Shinto Shrines - Arrival and Impact of Buddhism - Shinbutsu Bunri

The Shinto shrine went through a cataclysmic change when the Meiji adminitration promulgated a new policy of separation of kami and foreign Buddhas (shinbutsu bunri) with the Kami and Buddhas Separation Order (神仏判然令, Shinbutsu Hanzenrei?).
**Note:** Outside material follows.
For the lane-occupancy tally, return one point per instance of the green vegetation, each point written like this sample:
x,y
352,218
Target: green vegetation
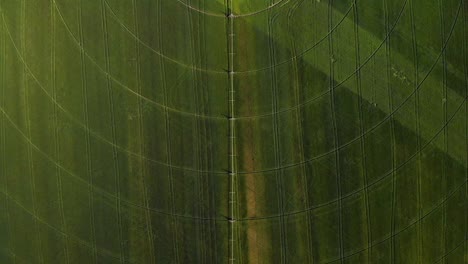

This event is of great historical importance partly because it triggered the haibutsu kishaku, a violent anti-Buddhist movement which in the final years of the Tokugawa shogunate and during the Meiji Restoration caused the forcible closure of thousands of Buddhist temples, the confiscation of their land, the forced return to lay life of monks, and the destruction of books, statues and other Buddhist property.

Until the end of Edo period, local kami beliefs and Buddhism were intimately connected in what was called shinbutsu shūgō (神仏習合), up to the point that even the same buildings were used as both Shinto shrines and Buddhist temples.

After the law, the two would be forcibly separated, causing great damage to the nation's heritage. This was done in several stages. A first order issued by the Jingijimuka on April 1868 ordered the defrocking of shasō and bettō (shrine monks performing Buddhist rites at Shinto shrines).

A few days later, the 'Daijōkan' banned the application of Buddhist terminology such as gongen to Japanese kami and the veneration of Buddhist statues in shrines.

The third stage consisted of the prohibition against applying the Buddhist term Daibosatsu (Great Bodhisattva) to the syncretic kami Hachiman at the Iwashimizu Hachiman-gū and Usa Hachiman-gū shrines.

In the fourth and final stage, all the defrocked bettō and shasō were told to become "shrine priests" (kannushi) and return to their shrines. Also, monks of the Nichiren sect were told not to refer to some deities as kami.

After a short period in which it enjoyed popular favor, the process of separation of Buddhas and kami however stalled and is still only partially completed: to this day, almost all Buddhist temples in Japan have a small shrine (chinjusha) dedicated to its Shinto tutelary kami, and vice-versa Buddhist figures (e.g. goddess Kannon) are revered in Shinto shrines.